Do you need to make an appointment to enroll?
Lewis: Yes. At this point, those interested can call (833)JOIN-UAB. We also have an email address, email@example.com.
Now that in-person activities have resumed, what policies and procedures have been implemented to ensure the safety of participants in regard to COVID-19?
Lewis: One of the first things that we did was we became very intimately familiar with those maps that show the number of COVID cases and that sort of thing. Things had to be going in the right direction (in the number of cases). We were looking very closely at the local conditions. We had to have a plan for how we could do this with social distancing, limiting capacity. We can’t cram a whole bunch of people into a small space, frequently cleaning, everybody wearing a mask. Those (are the) kinds of things that we’re doing now that people never thought about before.

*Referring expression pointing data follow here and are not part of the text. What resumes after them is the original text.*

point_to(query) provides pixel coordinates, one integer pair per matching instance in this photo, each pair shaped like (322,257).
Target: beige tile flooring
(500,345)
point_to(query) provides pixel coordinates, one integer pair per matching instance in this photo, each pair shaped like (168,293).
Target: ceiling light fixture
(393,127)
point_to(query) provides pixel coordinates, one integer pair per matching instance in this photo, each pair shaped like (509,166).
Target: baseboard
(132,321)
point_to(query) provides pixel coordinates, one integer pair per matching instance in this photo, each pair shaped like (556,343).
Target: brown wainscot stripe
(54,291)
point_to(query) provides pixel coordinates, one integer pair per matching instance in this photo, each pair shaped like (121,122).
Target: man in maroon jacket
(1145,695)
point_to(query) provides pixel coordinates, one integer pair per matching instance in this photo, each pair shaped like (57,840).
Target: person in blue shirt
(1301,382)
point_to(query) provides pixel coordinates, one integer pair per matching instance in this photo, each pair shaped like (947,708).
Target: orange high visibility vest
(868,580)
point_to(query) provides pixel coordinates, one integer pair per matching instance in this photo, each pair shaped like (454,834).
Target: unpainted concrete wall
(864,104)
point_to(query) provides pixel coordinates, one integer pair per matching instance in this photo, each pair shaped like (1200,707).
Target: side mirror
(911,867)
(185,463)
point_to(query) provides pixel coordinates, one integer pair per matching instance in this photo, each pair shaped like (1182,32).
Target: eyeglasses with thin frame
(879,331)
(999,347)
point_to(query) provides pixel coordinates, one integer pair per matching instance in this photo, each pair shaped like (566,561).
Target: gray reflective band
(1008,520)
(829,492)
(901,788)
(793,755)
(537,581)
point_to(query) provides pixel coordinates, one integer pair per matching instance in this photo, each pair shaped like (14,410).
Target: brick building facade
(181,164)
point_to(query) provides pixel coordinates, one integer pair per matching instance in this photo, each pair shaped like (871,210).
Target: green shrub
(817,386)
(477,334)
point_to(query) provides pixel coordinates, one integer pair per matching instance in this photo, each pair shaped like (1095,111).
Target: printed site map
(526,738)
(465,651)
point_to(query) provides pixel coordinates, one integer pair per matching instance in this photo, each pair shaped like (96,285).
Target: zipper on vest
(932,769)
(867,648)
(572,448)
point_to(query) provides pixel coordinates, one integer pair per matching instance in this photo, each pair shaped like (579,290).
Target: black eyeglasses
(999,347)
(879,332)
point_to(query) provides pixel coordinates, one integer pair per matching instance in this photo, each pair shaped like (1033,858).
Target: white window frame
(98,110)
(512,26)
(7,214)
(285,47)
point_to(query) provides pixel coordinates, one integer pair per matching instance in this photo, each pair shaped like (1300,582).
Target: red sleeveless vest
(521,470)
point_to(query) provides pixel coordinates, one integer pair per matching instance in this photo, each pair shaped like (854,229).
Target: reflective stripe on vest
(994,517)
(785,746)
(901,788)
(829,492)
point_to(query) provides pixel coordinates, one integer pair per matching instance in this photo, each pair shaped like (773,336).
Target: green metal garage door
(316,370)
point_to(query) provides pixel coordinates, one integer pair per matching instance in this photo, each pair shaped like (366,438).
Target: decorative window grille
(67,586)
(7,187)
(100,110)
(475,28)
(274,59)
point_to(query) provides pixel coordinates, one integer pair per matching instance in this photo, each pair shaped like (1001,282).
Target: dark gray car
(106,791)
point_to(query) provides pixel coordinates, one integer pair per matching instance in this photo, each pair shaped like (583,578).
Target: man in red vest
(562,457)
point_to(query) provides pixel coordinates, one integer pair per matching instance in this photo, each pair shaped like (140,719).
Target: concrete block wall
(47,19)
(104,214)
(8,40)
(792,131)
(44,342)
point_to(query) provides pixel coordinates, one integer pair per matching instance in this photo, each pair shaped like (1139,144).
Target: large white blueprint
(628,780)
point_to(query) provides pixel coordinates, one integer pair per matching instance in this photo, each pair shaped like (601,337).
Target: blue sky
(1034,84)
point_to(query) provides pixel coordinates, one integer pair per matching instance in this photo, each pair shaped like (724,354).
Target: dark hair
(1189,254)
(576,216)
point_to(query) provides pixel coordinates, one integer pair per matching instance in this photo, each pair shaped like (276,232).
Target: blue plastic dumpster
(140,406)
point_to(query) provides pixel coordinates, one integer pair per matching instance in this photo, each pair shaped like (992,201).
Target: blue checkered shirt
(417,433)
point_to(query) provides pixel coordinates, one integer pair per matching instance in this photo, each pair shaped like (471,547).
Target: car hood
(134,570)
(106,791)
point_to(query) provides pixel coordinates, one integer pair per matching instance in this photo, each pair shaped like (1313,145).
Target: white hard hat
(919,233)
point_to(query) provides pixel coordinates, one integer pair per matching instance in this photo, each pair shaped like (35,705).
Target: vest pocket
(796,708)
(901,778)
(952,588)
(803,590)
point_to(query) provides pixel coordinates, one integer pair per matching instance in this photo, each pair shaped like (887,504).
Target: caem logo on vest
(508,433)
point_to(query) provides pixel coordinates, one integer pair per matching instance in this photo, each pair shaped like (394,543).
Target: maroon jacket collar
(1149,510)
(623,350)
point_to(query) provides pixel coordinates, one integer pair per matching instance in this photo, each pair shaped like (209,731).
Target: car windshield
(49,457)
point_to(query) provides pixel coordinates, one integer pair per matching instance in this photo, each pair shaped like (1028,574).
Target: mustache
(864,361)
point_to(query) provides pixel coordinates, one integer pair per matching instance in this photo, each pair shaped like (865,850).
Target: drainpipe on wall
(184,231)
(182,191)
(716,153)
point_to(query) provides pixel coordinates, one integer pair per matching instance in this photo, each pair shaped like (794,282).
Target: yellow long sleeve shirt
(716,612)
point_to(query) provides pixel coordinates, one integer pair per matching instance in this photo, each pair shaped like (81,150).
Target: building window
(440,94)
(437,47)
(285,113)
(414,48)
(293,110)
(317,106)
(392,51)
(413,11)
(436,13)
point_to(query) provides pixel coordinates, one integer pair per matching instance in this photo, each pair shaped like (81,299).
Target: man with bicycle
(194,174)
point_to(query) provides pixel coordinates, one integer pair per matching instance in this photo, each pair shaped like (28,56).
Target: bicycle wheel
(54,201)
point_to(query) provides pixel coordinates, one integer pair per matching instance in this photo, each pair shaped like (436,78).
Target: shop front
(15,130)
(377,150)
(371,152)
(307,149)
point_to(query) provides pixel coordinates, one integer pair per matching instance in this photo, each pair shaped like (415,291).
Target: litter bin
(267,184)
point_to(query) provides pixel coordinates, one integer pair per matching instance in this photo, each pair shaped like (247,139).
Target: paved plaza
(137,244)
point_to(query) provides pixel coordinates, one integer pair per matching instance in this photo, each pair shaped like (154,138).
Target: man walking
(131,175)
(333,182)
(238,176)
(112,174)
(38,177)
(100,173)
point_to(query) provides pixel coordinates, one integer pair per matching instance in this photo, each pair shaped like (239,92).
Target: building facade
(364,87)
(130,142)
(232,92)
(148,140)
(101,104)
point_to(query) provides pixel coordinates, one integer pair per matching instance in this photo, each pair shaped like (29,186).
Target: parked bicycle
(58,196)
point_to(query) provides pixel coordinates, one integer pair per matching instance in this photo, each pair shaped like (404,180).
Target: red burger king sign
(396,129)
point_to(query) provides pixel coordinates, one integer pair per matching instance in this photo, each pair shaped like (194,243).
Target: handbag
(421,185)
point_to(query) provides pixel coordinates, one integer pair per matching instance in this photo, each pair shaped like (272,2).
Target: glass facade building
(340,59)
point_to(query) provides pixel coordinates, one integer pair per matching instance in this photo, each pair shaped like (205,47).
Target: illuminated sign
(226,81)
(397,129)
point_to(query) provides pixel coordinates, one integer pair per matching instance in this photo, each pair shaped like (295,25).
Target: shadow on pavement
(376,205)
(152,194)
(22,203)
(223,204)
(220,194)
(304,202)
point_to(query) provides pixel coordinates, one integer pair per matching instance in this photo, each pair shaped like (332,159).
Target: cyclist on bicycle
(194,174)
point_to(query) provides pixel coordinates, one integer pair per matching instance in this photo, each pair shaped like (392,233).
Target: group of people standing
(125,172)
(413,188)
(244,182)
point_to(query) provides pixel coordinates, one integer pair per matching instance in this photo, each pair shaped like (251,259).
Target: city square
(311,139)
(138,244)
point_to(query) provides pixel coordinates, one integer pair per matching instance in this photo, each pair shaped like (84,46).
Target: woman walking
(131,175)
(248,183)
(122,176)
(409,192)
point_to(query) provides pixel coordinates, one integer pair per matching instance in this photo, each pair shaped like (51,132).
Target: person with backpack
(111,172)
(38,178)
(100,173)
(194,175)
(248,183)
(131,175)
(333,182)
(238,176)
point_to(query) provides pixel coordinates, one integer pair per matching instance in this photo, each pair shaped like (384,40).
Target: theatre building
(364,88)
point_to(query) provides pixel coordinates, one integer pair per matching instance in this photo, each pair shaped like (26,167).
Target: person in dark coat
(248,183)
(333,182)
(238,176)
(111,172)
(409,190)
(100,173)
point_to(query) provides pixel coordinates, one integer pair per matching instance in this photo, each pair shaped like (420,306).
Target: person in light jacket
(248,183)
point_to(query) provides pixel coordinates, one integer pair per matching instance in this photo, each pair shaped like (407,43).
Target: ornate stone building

Are there alternative ways to enroll in the program if one does not feel comfortable with in-person activities at this time?
Lewis: Yes. It’s just like anything else. Some people are at higher risk; some people are more concerned. We have the ability to do this by phone. We also have a video chat. We have a secure system set up where we can help people enroll, and do all of the things up to the point where you would actually have to touch somebody. We could get that data later. For instance, we take blood pressures, but that requires that you get kind of close to people. We can get everything done but those last few things, and we can do those at a later date.
If I am already a member of the All of Us Research Program, is there more I can do?
Lewis: Oh, sure. This is meant to be what’s called a cohort study, where we’re not just seeing people once. We’re following them over time to see what happens to them. Periodically, we put out some new health surveys that we ask people to complete. We’ve been doing a series of surveys called COPE, which are about how people are coping with COVID. This is affecting everybody. It’s a study of health, so we’re studying that too. If you’ve already joined the program, great. We’re really happy to have you. We want to keep you engaged.
Why is it important/impactful to participate in the All of Us Research Program?
Lewis: The whole idea behind this is that we want to find out the best ways to keep people healthy. What should people with certain characteristics do? Should they be getting more exercise than, say, other kinds of people who can get away with exercising less? It’s very much looking at medical conditions, health habits, and putting all of this together into that precision medicine thing for people, individually. Not the average person but you as an individual.
What are some of the benefits to a participant after joining the program?
Lewis: We’ve been working on that. One of the things that we’ve been committed to doing is, when we do an analysis of somebody’s blood or DNA, we’re going to be returning those results to people who want those results. We are doing that now with some of the genetic testing that we’ve been doing. People talk about signing up for 23 and Me and getting ancestry information. Well, we’re returning that now to people as we are working through doing the genotyping.